Abstract p53 mutations have been identified in over 50% of human cancers. As p53-mutant tumor cells have an inherent resistance to therapy-induced apoptosis, such a mechanism of resistance is an important problem in cancer therapy. Interestingly, Tax, a protein expressed by the human T-cell lymphotropic virus type 1 (HTLV-1), increases the sensitivity of p53-mutant and p53-null cells to DNA-damaging drugs. Tax-induced chemosensitivity presents therefore a novel strategy that can be exploited to counteract p53-mutant tumor resistance. The objective of this work is to harness the chemosensitizing property of Tax and use it to develop a chemotherapeutic approach that can overcome the drug resistance observed in p53-mutant/p53-null cancers. We hypothesize that Tax initiates a proapoptotic response in cancer cells by modulating cyclin-dependent kinase 4 (CDK4) activity. We use a combination of in vitro and in silico analyses to determine the mechanism of Tax-induced chemosensitivity and to identify small molecules that can phenocopy the CDK4-activating and the proapoptotic effects of Tax. Immunoblot analyses and in vitro kinase assays reveal that Tax alters CDK4 expression and activity. In addition, flow cytometry and gene expression studies respectively indicate that Tax expression promotes G1-to-S phase transition and leads to increased expression of the TP73 gene, a known homolog of TP53. Moreover, our in silico analyses, using an N-terminal construct of Tax and a published structure of CDK4 (PDB 3G33), reveal that CDK4 interacts with the Tax construct via a C-terminal domain that is distinct from its nucleotide-binding and D-type cyclin-binding sites. Further analyses identify ten small molecule mimics of Tax and putative CDK4 activators, which we show have a proliferative effect on treated cells.
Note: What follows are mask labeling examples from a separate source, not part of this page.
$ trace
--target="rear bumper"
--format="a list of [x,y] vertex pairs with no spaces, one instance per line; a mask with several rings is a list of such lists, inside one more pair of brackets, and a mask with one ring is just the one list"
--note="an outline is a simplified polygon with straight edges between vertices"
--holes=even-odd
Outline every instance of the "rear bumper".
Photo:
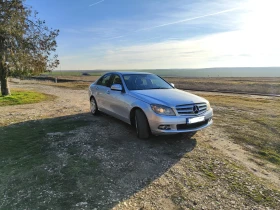
[[[213,109],[210,109],[199,116],[204,116],[205,121],[189,125],[186,123],[187,118],[192,118],[194,116],[163,116],[155,113],[149,113],[147,118],[152,134],[168,135],[199,131],[201,129],[207,128],[213,123]],[[159,129],[160,125],[168,125],[169,129]]]

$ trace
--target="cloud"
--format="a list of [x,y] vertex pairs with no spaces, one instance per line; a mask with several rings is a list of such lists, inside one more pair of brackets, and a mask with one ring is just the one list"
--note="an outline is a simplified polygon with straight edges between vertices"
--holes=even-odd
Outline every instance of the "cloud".
[[103,1],[105,1],[105,0],[101,0],[101,1],[95,2],[95,3],[91,4],[91,5],[89,5],[89,7],[92,7],[92,6],[95,6],[95,5],[97,5],[97,4],[100,4],[100,3],[102,3]]
[[111,38],[109,38],[107,40],[123,38],[123,37],[132,35],[134,33],[142,32],[142,31],[149,31],[149,30],[153,30],[153,29],[156,29],[156,28],[162,28],[162,27],[166,27],[166,26],[186,23],[186,22],[190,22],[190,21],[193,21],[193,20],[203,19],[203,18],[206,18],[206,17],[216,16],[216,15],[220,15],[220,14],[224,14],[224,13],[229,13],[229,12],[233,12],[233,11],[237,11],[237,10],[241,10],[241,9],[243,9],[243,8],[242,7],[234,7],[234,8],[222,10],[222,11],[219,11],[219,12],[214,12],[214,13],[209,13],[209,14],[205,14],[205,15],[195,16],[195,17],[191,17],[191,18],[187,18],[187,19],[182,19],[182,20],[178,20],[178,21],[174,21],[174,22],[169,22],[169,23],[164,23],[164,24],[160,24],[160,25],[156,25],[156,26],[152,26],[152,27],[141,28],[141,29],[132,31],[132,32],[130,32],[128,34],[111,37]]

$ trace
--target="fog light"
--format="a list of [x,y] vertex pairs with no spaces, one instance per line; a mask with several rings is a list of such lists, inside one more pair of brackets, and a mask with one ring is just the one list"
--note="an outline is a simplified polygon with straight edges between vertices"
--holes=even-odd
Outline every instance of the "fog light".
[[160,130],[171,130],[170,125],[160,125],[158,126],[158,129]]

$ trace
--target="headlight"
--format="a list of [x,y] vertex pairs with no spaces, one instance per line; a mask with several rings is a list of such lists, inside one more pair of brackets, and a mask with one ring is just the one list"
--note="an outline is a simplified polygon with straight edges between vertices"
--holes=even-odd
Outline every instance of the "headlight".
[[163,105],[157,105],[157,104],[152,104],[151,107],[152,107],[152,110],[157,114],[169,115],[169,116],[175,115],[173,109],[171,109],[170,107],[163,106]]
[[209,101],[206,102],[207,110],[211,108]]

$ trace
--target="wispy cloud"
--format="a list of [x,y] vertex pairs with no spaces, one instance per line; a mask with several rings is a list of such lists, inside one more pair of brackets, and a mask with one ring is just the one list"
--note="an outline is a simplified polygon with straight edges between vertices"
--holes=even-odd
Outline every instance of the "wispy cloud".
[[92,7],[92,6],[95,6],[95,5],[97,5],[97,4],[100,4],[100,3],[102,3],[103,1],[105,1],[105,0],[101,0],[101,1],[95,2],[95,3],[91,4],[91,5],[89,5],[89,7]]
[[153,30],[153,29],[156,29],[156,28],[162,28],[162,27],[166,27],[166,26],[170,26],[170,25],[186,23],[186,22],[189,22],[189,21],[192,21],[192,20],[197,20],[197,19],[202,19],[202,18],[206,18],[206,17],[216,16],[216,15],[219,15],[219,14],[229,13],[229,12],[233,12],[233,11],[240,10],[240,9],[243,9],[243,8],[242,7],[235,7],[235,8],[215,12],[215,13],[209,13],[209,14],[206,14],[206,15],[200,15],[200,16],[196,16],[196,17],[192,17],[192,18],[182,19],[182,20],[178,20],[178,21],[175,21],[175,22],[164,23],[164,24],[160,24],[160,25],[156,25],[156,26],[152,26],[152,27],[148,27],[148,28],[142,28],[142,29],[132,31],[128,34],[111,37],[107,40],[123,38],[123,37],[129,36],[129,35],[137,33],[137,32],[149,31],[149,30]]

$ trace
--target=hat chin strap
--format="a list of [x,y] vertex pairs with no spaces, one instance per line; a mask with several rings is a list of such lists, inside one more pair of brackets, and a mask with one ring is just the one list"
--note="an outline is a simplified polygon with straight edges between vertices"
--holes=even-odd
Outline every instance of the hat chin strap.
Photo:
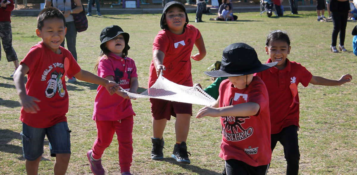
[[247,76],[247,78],[246,79],[246,88],[247,88],[248,87],[248,84],[247,84],[248,82],[248,75],[246,75],[246,76]]

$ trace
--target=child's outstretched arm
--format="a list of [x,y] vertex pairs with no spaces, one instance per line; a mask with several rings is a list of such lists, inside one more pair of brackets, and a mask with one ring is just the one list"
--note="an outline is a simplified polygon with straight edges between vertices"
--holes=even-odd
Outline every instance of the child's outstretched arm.
[[195,42],[195,45],[198,49],[198,53],[193,56],[191,56],[191,58],[196,61],[201,60],[206,56],[206,47],[205,47],[205,42],[203,41],[202,35],[201,36],[200,38],[196,40],[196,41]]
[[340,86],[351,81],[352,76],[350,74],[343,75],[337,80],[330,79],[318,76],[312,76],[310,83],[316,85]]
[[107,91],[109,92],[110,95],[112,95],[119,89],[120,87],[114,81],[98,77],[91,72],[82,69],[77,73],[74,76],[80,80],[89,83],[100,84],[105,87]]
[[20,98],[20,104],[24,107],[24,110],[27,113],[34,114],[37,113],[37,111],[40,110],[40,108],[35,102],[40,102],[41,101],[26,94],[24,77],[29,70],[30,68],[27,65],[22,63],[14,74],[14,81],[17,94]]
[[[161,71],[166,71],[166,67],[164,65],[164,58],[165,57],[165,54],[160,50],[155,50],[152,52],[152,61],[154,66],[156,70],[156,75],[159,77]],[[164,73],[162,73],[164,75]]]
[[196,118],[200,118],[205,116],[216,117],[220,116],[254,115],[257,114],[260,109],[259,104],[253,102],[218,108],[206,106],[200,109]]

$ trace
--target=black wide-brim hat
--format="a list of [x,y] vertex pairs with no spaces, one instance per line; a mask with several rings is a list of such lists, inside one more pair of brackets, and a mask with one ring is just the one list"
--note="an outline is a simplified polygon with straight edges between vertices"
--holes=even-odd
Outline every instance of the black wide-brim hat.
[[105,28],[100,33],[100,49],[104,51],[105,48],[105,42],[113,39],[119,35],[121,34],[124,37],[124,42],[125,46],[128,48],[128,50],[130,47],[128,45],[129,42],[129,34],[124,32],[123,30],[120,27],[115,25],[109,26]]
[[161,16],[161,20],[160,20],[160,25],[161,26],[161,29],[166,29],[169,30],[169,29],[167,28],[167,25],[163,24],[164,21],[166,21],[166,19],[165,12],[167,12],[166,11],[167,11],[167,10],[169,8],[175,6],[178,7],[180,9],[182,9],[185,12],[185,15],[186,15],[186,23],[185,24],[185,25],[183,26],[183,27],[186,27],[187,24],[188,24],[188,17],[187,16],[187,13],[186,12],[186,9],[185,8],[185,6],[183,6],[183,4],[182,4],[182,3],[180,2],[172,1],[169,2],[165,4],[165,6],[164,7],[164,10],[162,10],[162,15]]
[[254,48],[242,43],[232,44],[223,50],[219,70],[205,72],[214,77],[248,75],[268,69],[277,62],[262,64]]

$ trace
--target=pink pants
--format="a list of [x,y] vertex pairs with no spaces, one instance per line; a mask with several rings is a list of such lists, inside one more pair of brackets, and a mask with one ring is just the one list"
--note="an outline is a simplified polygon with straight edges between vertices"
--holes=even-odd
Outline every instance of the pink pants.
[[132,161],[133,140],[131,134],[134,123],[131,115],[118,121],[96,121],[97,137],[93,146],[92,156],[99,159],[116,133],[119,144],[119,165],[121,173],[130,171]]

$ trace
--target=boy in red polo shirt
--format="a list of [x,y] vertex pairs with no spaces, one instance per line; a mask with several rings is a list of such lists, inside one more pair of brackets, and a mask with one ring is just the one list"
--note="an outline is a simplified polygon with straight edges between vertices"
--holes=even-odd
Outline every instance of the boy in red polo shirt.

Although the focus of ongoing studies in the field has been the development of kinase inhibitors, several tumors develop strategies allowing them to override the effect of those inhibitors. Our work adopts a different strategy that will maximize the cytotoxic effect of anticancer drugs to overcome acquired drug resistance. Citation Format: Vanessa C. Ducas, Gary M. Kupfer. HTLV-1 Tax-induced apoptosis to counteract tumor drug resistance. [abstract]. In: Proceedings of the AACR-NCI-EORTC International Conference: Molecular Targets and Cancer Therapeutics; 2015 Nov 5-9; Boston, MA. Philadelphia (PA): AACR; Mol Cancer Ther 2015;14(12 Suppl 2):Abstract nr LB-C11.